In this post we continue with the same model and some other interesting scenarios.  In each of the following charts three outputs are plotted: safety culture in red, management action level in blue and business pressure in dark green.  The situation is an organization with a somewhat lower initial safety culture and confronted with a somewhat smaller budget reduction than the example in Results 1. 

Figure 1
Figure 1 shows an overly reactive management. The blue line shows management’s actions in response to the changes in business pressure (green) associated with the budget change.  Note that management’s actions are reactive, shifting priorities immediately and directly in response. The behavior leads to a cyclic outcome where management actions temporarily alleviate business pressure, but when actions are relaxed, pressure rises again, followed by another cycle of management response.  This could be a situation where management is not addressing the source of the problem, shifting priorities back and forth between business and safety.  Also of interest is that the magnitude of the cycle is actually increasing with time indicating that the system is essentially unstable and unsustainable.  Safety culture (red) declines throughout the time frame.

Figure 2
Figure 2 shows the identical conditions but where management implements a more restrained approach, delaying its response to changes in business.  The overall system response is still cyclic, but now the magnitude of the cycles is decreasing and converging on a stable outcome.






Figure 3
Figure 3 is for the same conditions, but the management response is restrained further.  Management takes more time to assess the situation and respond to business pressure conditions.  This approach starts to filter out the cyclic type of response seen in the first two examples and will eventually result in a lower business gap.

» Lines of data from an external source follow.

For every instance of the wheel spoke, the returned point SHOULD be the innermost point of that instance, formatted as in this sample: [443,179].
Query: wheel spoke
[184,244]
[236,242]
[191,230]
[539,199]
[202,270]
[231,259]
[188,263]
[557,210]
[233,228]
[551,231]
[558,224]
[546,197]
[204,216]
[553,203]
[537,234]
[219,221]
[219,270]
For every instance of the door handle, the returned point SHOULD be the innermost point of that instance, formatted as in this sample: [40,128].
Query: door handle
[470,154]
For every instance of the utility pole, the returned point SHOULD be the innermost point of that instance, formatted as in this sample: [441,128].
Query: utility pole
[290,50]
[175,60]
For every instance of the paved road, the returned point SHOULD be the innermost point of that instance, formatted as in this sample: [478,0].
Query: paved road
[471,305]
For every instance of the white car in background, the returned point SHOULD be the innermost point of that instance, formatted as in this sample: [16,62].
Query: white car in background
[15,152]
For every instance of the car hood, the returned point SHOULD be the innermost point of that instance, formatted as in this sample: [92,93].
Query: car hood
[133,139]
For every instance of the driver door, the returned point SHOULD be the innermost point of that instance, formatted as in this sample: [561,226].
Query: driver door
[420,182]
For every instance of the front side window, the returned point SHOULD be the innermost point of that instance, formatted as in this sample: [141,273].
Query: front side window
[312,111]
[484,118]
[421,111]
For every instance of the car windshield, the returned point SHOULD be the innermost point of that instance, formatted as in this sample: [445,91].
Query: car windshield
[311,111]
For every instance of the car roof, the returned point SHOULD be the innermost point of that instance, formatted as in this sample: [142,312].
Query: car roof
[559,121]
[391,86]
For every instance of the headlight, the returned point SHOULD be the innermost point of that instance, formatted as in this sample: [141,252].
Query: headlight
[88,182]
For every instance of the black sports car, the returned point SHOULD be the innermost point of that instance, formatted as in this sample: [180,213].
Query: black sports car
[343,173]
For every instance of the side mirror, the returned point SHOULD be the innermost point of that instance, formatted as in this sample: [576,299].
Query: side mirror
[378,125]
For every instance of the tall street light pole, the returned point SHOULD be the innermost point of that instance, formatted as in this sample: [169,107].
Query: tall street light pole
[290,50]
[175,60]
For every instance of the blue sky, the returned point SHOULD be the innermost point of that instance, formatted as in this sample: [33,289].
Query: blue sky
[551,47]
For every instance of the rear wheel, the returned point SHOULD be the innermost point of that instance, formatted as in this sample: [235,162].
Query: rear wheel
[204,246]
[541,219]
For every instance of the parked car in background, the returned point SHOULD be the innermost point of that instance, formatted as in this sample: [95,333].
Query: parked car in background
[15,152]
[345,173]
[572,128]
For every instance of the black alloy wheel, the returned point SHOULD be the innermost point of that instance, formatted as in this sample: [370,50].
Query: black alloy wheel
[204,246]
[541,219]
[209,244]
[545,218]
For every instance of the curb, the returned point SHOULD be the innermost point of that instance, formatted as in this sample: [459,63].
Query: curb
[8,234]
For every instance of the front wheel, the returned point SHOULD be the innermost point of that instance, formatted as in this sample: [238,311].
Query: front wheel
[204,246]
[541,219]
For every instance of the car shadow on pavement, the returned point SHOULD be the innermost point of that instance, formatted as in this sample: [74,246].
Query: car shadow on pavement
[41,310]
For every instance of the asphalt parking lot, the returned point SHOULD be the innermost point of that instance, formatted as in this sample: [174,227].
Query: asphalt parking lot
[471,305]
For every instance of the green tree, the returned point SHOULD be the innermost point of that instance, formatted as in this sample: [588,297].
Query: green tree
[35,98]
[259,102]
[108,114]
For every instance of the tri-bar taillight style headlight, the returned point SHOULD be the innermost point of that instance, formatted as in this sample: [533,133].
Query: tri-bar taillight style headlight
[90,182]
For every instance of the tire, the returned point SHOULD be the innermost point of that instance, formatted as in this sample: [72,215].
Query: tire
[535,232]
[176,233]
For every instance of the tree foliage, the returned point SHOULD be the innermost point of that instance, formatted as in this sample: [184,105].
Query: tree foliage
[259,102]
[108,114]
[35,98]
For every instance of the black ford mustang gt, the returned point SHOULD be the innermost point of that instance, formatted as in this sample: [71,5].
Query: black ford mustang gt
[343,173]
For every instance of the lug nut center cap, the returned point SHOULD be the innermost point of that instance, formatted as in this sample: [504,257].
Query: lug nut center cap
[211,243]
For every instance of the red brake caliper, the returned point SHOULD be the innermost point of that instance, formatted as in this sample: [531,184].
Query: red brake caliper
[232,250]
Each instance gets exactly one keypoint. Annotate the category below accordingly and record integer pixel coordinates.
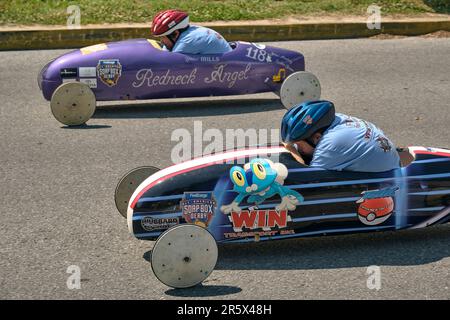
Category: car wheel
(73, 103)
(128, 184)
(184, 256)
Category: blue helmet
(301, 121)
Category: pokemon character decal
(259, 180)
(376, 206)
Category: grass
(54, 12)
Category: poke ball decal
(375, 211)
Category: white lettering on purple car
(220, 75)
(150, 79)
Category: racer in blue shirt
(335, 141)
(178, 36)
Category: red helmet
(166, 22)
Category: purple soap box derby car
(139, 69)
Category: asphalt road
(57, 184)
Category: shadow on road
(402, 248)
(204, 291)
(184, 109)
(87, 127)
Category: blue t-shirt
(355, 145)
(201, 40)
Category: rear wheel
(184, 256)
(128, 184)
(299, 87)
(73, 103)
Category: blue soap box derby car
(260, 194)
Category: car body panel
(334, 202)
(140, 69)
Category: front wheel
(299, 87)
(184, 256)
(128, 184)
(73, 103)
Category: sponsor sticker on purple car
(109, 71)
(67, 73)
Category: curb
(63, 38)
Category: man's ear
(317, 136)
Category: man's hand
(294, 153)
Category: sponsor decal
(109, 71)
(259, 219)
(148, 78)
(257, 234)
(92, 83)
(198, 207)
(149, 223)
(257, 181)
(209, 59)
(87, 72)
(220, 74)
(69, 73)
(282, 61)
(94, 48)
(69, 80)
(376, 206)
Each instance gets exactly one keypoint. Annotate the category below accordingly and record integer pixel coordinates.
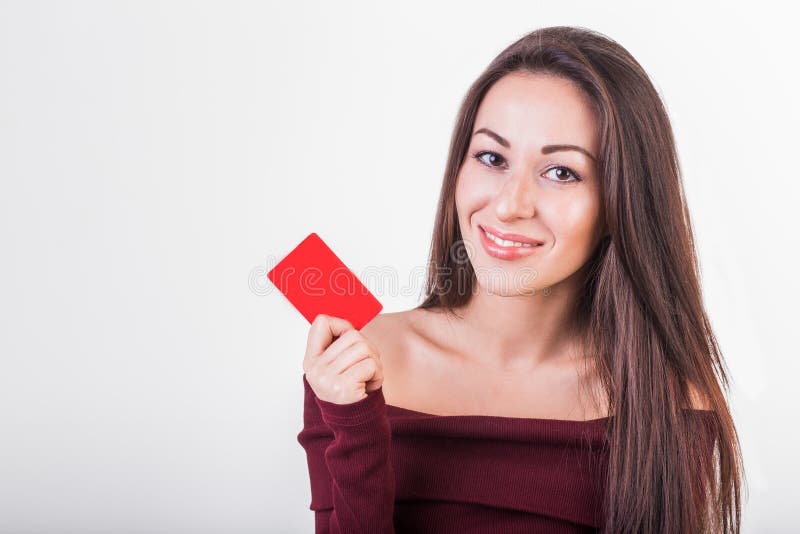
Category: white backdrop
(156, 158)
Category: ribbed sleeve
(349, 465)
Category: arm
(348, 448)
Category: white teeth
(505, 242)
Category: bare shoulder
(388, 332)
(402, 339)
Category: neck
(520, 332)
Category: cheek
(575, 222)
(473, 191)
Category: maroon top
(380, 468)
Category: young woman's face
(548, 195)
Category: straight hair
(640, 313)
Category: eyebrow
(547, 149)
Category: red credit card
(316, 281)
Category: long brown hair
(640, 312)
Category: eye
(479, 156)
(494, 157)
(567, 171)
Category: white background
(156, 158)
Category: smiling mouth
(500, 241)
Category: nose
(517, 197)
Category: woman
(561, 374)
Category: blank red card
(316, 281)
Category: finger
(323, 330)
(350, 356)
(333, 351)
(368, 370)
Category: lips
(511, 237)
(513, 252)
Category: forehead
(537, 109)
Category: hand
(340, 364)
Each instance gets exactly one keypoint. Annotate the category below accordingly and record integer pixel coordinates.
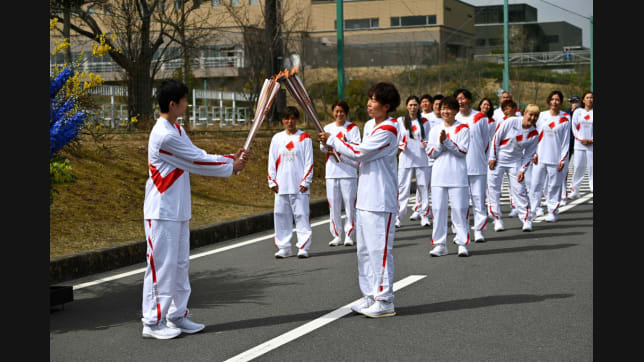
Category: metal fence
(114, 114)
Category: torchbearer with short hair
(377, 201)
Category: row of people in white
(290, 173)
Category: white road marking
(311, 326)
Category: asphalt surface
(519, 296)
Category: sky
(547, 12)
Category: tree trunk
(140, 103)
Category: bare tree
(137, 39)
(185, 28)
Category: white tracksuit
(582, 128)
(376, 206)
(512, 148)
(412, 160)
(554, 137)
(167, 212)
(497, 118)
(450, 181)
(477, 163)
(290, 165)
(341, 181)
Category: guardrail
(539, 58)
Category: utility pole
(506, 65)
(591, 54)
(276, 51)
(340, 31)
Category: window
(551, 39)
(419, 20)
(368, 23)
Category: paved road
(519, 296)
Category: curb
(82, 264)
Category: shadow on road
(480, 302)
(520, 249)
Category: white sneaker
(424, 221)
(379, 309)
(160, 331)
(302, 253)
(364, 303)
(284, 253)
(336, 241)
(185, 325)
(478, 237)
(551, 217)
(439, 250)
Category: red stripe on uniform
(163, 183)
(205, 163)
(384, 258)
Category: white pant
(339, 191)
(166, 287)
(478, 184)
(417, 206)
(542, 176)
(582, 161)
(518, 192)
(564, 179)
(404, 186)
(287, 207)
(375, 232)
(459, 203)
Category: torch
(298, 92)
(264, 103)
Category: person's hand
(324, 137)
(243, 154)
(238, 165)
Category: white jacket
(349, 132)
(171, 159)
(450, 164)
(378, 180)
(290, 162)
(554, 137)
(513, 145)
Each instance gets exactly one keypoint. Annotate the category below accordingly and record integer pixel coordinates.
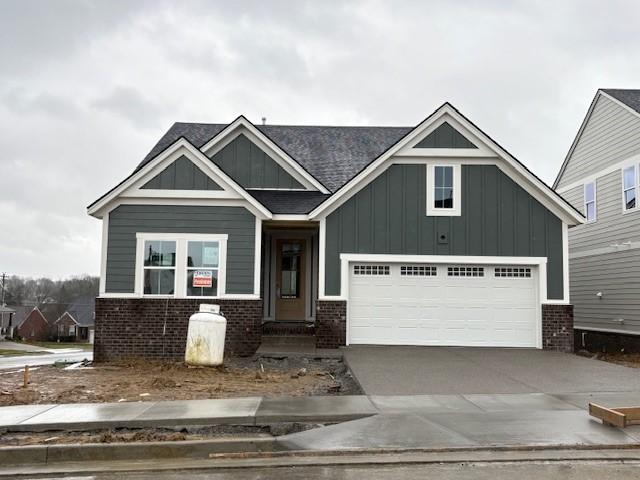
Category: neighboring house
(601, 177)
(33, 325)
(77, 322)
(426, 235)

Perhaps the most important takeaway from these three simulations is that the total changes in safety culture are not significantly different.  A certain price is being paid for shifting priorities away from safety, however the ability to reduce and maintain lower business pressure is much better with the last management strategy.

Figure 4
The last example in this set is shown in Figure 4.  This is a situation where business pressure is gradually ramped up due to a series of small step reductions in budget levels.  Within the simulation we have also set a limit on extent of management actions.  Initially management takes no action to shift priorities - business pressure is within a value that safety culture can resist.  Consequently safety culture remains stable.  After the third “bump” in business pressure, the threshold resistance of safety culture is broken and management starts to modestly shift priorities.  Even though business pressure continues to ramp up, management response is capped and does not “chase” closing the business gap.  As a result safety culture suffers only a modest reduction before stabilizing.  This scenario may be more typical of an organization with a fairly strong safety culture - under sufficient pressure it will make modest tradeoffs in priorities but will resist a significant compromise in safety.